Nowhere particularly scenic, and nowhere particularly fast, appears to be the answer. Those of you who have been attending our current series of update lunches will be aware of all the complex issues surrounding the calculation of holiday pay – employment lawyers are frenziedly angsting about the nuances of pay calculations, whilst employers are left scratching their heads at where the case law on all of this is heading, and employees are wondering if they have been short-changed.
There’s plenty to talk about here and we’ll save a full write-up for when the Employment Appeal Tribunal’s eagerly anticipated decision in Fulton V Bear (Scotland) and Wood v Hertel and Amec comes out – any day now, so we gather, if you can contain your excitement. This was a full three day hearing in front of the wise and learned Brian Langstaff, and his decision should give us some measure of clarity on the question of whether holiday pay should include overtime and if so, how historic pay should be assessed. There are weighty issues for him to grapple with, not least over the interpretation of UK regulation in line with EU law and around the social policy aims of the underlying legislation. Hopefully, he will also address the question of how far back any claims can go, and potentially also the reference period for assessment of pay for holiday purposes (twelve weeks? Twelve months? There is a tension in the current position in this respect). All of these are matters we’ve been grappling with in our current discussion series, and we hope Mr Justice Langstaff will bring his customary clarity to the issue.
The catalyst for this brief post was the news today that the case of Lock v British Gas which was due to be heard by the employment tribunal next week has been postponed until February next year. Many of you will remember that this case has been to Europe and back already, with the upshot that commission (or at least, certain types of commission) now has to be taken into account when assessing holiday pay. However, the employment tribunal now has the job of analysing the way that assessment should take place in the circumstances of Mr Lock’s case, and we had been awaiting its decision as likely to shed light on the interplay of different commission schemes with holiday pay.

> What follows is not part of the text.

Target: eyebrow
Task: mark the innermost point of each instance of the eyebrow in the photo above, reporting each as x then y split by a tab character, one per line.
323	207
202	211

It appears that we will have to remain in the dark a while longer.
This is an area of very fertile debate – unions are understandably very firmly on the case, and employers need to take stock. But without clarity on these issues it is incredibly hard to decide whether to act now – and risk (a) getting it wrong, depending on how the case law pans out and (b) alerting employees to historic back pay issues: or whether to wait and see, potentially also exploring whether there is some scope to break the chain of deductions or impose a holiday moratorium to put claims out of time. That feels clunky and unattractive in the majority of cases. My view is that doing some preliminary digging to scope out the extent to which employers may have potential issues lurking on this subject can only be sensible (though be careful about producing discoverable data via an audit), with a view to taking a more considered approach once we have slightly greater clarity (we can but hope) on the law.